The Republic was over. Brutus and Cassius had attempted to restore it in 44 by murdering Caesar, but instead the state had collapsed into anarchy; this had been brought to an end by Caesar Octavian’s defeat of all his rivals. Although the Romans of this time did not themselves use the term, the period that followed is today known as the Principate, which indicates the rule of the leading man or Princeps. There had been leading men (principes) in the Republic; in fact, Caesar Octavian liked to call himself Princeps because the word sounded Republican, unlike ‘king’ or ‘dictator’, a respectable word in earlier times but not after Sulla and Caesar.

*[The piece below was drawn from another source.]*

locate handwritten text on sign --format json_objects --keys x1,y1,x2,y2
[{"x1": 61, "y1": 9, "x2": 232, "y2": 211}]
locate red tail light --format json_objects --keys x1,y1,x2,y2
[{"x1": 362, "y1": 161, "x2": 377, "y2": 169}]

But now there was one leading man. Later in his life, in the Res Gestae (34.1), Caesar Octavian claimed that he had transferred the state (rem publicam … transtuli) back to the control of the Senate and the People. He did not wish to be seen as someone who had introduced a new kind of government. He did not, however, claim that he had ‘restored the Republic’. The Latin words that he used, res publica, do not mean ‘Republic’ in the modern sense of a state without a monarch, but simply ‘the state’ or, even more generally, ‘public affairs’. Caesar Octavian’s position in 30 can be seen as much stronger than that

of Julius Caesar in 45. This is partly because the wealth of Egypt led Rome to enjoy much greater and more immediate benefits at the end of this civil war: ‘by bringing the royal treasures to Rome in his Alexandrian triumph he made ready money so abundant, that the rate of interest fell, and the value of real estate rose greatly’ (Suetonius, Augustus 41). Above all, however, his position was strong because the Romans themselves and all the peoples of the empire had had another fifteen years in which to become absolutely sick of war. Terror of civil war breaking out again was, among most people, now stronger than any discontent with Caesar Octavian or the desire for freedom from the domination of one man. Velleius (2.89) gives the official line, but must reflect what many were thinking: ‘Fields were cultivated once again … ; men felt safe at last, with their property rights secured’.